Keirschen Maize, LMSW

May 21, 2020

While being stranded on a private island with your spouse may sound romantic, being quarantined in your home with your spouse for months brings that fantasy into a warped reality quickly. Many of us are trying to navigate a relationship that up until a few months ago had a working routine, healthy time apart, and snuggling on the couch to watch a movie was a treat.

More recently, we have found ourselves trying to speak over our spouse who is in the other room also on a conference call and missing the “me” time that made coming back together at the end of the day more welcomed.
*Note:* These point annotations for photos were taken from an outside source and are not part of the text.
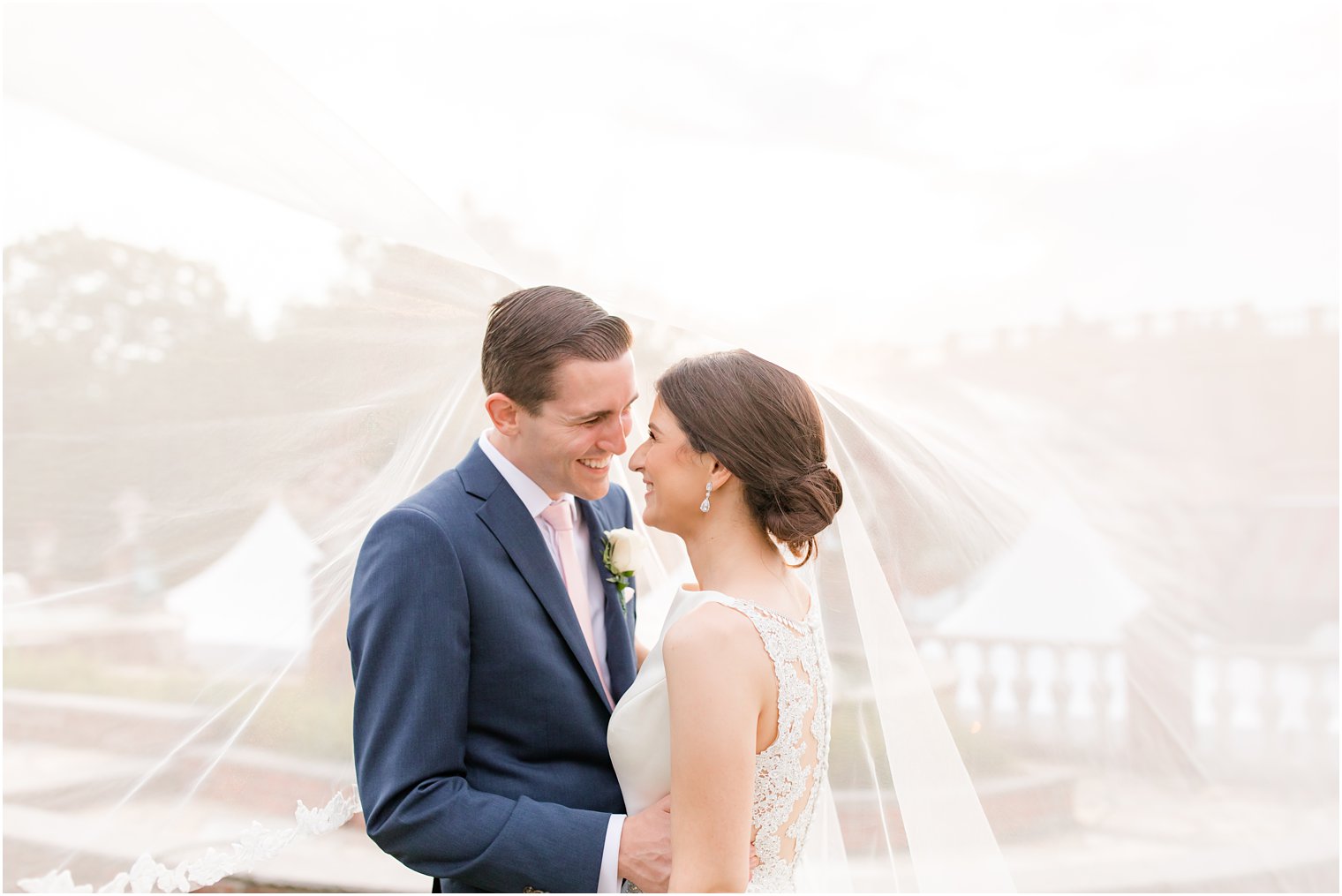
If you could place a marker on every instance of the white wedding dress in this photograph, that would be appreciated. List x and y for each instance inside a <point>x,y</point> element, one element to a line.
<point>788,772</point>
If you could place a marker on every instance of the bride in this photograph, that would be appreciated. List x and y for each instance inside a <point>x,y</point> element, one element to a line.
<point>730,712</point>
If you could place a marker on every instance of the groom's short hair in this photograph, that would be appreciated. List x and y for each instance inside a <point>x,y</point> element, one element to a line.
<point>533,332</point>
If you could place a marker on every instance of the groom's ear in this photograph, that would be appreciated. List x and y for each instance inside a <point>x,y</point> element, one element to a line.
<point>503,412</point>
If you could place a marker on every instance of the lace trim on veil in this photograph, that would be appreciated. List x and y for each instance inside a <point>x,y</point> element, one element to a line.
<point>254,846</point>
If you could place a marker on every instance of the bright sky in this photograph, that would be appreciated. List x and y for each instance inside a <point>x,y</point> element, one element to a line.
<point>941,167</point>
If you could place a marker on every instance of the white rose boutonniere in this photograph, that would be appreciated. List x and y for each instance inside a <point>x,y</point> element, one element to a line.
<point>623,557</point>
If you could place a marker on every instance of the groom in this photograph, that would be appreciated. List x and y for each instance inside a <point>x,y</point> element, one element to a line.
<point>487,645</point>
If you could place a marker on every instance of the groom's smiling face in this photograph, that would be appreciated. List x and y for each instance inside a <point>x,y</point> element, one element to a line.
<point>569,443</point>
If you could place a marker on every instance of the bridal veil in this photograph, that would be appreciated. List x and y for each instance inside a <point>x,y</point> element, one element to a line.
<point>1081,599</point>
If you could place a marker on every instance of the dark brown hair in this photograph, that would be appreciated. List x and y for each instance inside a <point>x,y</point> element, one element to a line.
<point>763,423</point>
<point>532,332</point>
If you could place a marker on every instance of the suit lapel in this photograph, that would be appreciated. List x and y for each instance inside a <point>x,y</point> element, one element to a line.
<point>506,516</point>
<point>619,640</point>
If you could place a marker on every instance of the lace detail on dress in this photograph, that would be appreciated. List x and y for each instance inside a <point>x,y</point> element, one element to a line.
<point>789,772</point>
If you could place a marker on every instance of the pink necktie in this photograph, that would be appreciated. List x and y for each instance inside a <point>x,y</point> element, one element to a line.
<point>560,516</point>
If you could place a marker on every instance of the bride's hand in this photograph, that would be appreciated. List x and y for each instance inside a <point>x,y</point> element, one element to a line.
<point>645,848</point>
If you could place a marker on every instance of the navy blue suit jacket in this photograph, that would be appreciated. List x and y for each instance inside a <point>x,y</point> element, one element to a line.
<point>479,719</point>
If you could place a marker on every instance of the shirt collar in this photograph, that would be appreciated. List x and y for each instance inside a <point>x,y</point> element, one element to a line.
<point>533,496</point>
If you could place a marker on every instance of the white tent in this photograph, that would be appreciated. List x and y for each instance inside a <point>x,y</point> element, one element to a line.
<point>1057,584</point>
<point>255,596</point>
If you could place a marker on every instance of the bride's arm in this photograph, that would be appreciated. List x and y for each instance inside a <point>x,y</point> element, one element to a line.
<point>715,695</point>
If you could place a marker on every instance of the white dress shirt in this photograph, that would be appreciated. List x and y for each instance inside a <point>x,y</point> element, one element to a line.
<point>536,501</point>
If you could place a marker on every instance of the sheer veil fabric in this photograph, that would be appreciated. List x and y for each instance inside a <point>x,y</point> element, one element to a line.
<point>1031,686</point>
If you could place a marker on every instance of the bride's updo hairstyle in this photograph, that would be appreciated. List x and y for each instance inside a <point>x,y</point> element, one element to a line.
<point>763,423</point>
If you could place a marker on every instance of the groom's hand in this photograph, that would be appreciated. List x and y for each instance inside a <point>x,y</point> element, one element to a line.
<point>645,848</point>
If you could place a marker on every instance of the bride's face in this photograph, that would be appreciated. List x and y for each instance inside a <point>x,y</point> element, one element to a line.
<point>673,474</point>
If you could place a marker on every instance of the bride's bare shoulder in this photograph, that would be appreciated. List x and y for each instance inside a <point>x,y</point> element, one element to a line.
<point>712,636</point>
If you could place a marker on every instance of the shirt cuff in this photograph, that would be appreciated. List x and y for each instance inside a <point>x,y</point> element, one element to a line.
<point>609,879</point>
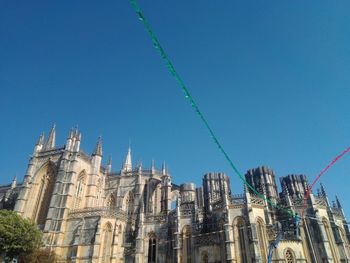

Here are some tips for navigating close quarters with your loved one:

  1. Set aside individual time daily where you can think and relax apart from your significant other. A car ride listening to music, a walk around the neighborhood, or even a trip to the grocery store can provide the distance and personal time needed.
  2. Don’t sweat the small stuff. Each person is coping with Coronavirus impacts differently and it’s a good bet not just you, but your significant other, is also experiencing some amount of new or amplified stress during this time. When we are home around each other all day, it’s easy to tune into the things that are really annoying that you never noticed or that weren’t so bothersome before. Make sure you don’t dwell on the little things like who used the last roll of toilet paper (yikes!) or who didn’t put the dishes in the sink. Instead, try to identify in your head 3 positive qualities for every annoying thing your significant other does.
  3. Check in with each other often. When we are running from work to after school activities to errands, life is often so busy we don’t have time to reflect or worry at the same level that we have found ourselves experiencing these past couple of months. Sitting around the home with little to nowhere to go, can often bring to the surface new feelings of helplessness, self-reflection, or worry. Use the extra time together to really check-in with each other. If you are used to asking your significant other “how did your day go?” when they return home from work, make a point to ask them this same question even if they have been next to you on the couch all day. Staying in tune with each other is crucial during this time.
  4. Create a “new normal” for your routine. Work together to manage newfound stressors inside the home. This could mean coming up with a new daily schedule together, designating certain spaces for each of you to work from home during the day, or re-distributing chore responsibilities.
  5. Use this extra time together to do nice things for each other. Has it been a while since you bought your spouse flowers? Could your significant other benefit from a love note or encouraging words? Make an effort to go out of your way to build love and kindness in your relationship, especially during a time where it may not come naturally due to stress and worry.
  6. Reach out to others for support. Individual or couple’s counseling can be extremely beneficial, particularly in a time like this. Don’t hesitate to locate mental health professionals in your community who can provide support and guidance for both of you during this challenging time. There is no shame in caring about yourself and your loved one enough to take extra steps for a strong and supportive relationship.

 

If you feel you are in danger or are in a domestic violence
situation, please get help immediately.